BACKGROUND: To assess the measurement properties of the Benign Prostatic Hyperplasia Impact Index (BII) for use in men with Lower Urinary Tract Symptoms (LUTS) secondary to Benign Prostatic Hyperplasia (BPH) treated with tadalafil. METHODS: Data from a dose-titration (Study 1) and a dose-finding placebo-controlled (Study 2) tadalafil studies of men 45 years of age or older with moderate to severe LUTS (N = 281; N = 1053) were included in this post-hoc analysis.
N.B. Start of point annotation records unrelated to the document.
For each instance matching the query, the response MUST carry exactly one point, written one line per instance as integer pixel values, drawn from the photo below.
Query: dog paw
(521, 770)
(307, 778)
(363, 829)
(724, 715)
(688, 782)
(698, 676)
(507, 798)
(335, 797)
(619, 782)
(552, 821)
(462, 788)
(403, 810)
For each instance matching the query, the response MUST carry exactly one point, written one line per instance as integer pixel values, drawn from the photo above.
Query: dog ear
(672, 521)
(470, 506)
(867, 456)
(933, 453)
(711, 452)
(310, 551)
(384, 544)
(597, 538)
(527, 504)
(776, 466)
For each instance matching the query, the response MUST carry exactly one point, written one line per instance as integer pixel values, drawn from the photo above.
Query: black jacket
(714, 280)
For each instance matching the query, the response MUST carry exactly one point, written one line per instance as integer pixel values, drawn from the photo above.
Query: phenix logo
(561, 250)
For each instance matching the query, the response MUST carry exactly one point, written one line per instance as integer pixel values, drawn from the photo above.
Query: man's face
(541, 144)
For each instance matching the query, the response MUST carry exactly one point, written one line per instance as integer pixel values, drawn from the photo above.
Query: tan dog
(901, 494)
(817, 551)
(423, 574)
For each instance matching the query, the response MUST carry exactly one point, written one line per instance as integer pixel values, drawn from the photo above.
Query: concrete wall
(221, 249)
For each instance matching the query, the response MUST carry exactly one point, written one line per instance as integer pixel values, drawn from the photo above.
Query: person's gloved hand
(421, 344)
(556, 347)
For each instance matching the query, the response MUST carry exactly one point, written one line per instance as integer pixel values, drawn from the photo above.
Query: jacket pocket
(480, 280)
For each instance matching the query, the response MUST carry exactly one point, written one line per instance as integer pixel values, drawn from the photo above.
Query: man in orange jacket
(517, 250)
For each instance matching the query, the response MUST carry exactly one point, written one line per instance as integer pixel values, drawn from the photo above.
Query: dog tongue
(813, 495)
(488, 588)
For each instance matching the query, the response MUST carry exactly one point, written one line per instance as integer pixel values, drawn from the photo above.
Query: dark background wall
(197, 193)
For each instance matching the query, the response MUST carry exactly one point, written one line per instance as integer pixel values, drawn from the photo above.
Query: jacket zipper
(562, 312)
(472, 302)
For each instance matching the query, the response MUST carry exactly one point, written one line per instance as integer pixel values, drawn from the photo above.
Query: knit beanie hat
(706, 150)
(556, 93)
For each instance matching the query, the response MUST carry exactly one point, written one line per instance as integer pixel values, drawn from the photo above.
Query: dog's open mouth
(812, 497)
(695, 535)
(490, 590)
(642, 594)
Measures included the BII, International Prostate Symptom Score (IPSS), IPSS Quality of Life Index (IPSS-QoL), LUTS Global Assessment Question, uroflowmetry measure peak flow rate (Q(max)) and postvoid residual volume (PVR). Spearman rank and Pearson correlation coefficients were computed between the BII score and the other measures at each visit. Wilcoxin two-sample tests, t-tests and general linear modeling compared BII scores of subjects with global ratings of improvement versus no improvement, and subjects taking tadalafil versus placebo. Effect size, standardized response mean and Guyatt's responsiveness statistic were calculated for BII and IPSS change scores. RESULTS: There were high correlations between BII and IPSS & IPSS-QoL and low correlations between BII and Q(max )& PVR at each visit. There were significant differences in BII at the End-of-Study Visit between subjects reporting improvement versus subjects reporting no improvement (Studies 1 and 2, P < .0001) and subjects taking tadalafil versus subjects taking placebo (Study 1, P = .0045; Study 2, P = .0064). The BII and IPSS were both responsive to change. CONCLUSIONS: Results show that the BII is reliable, shows responsiveness to change in patients with BPH-LUTS, and demonstrates construct validity.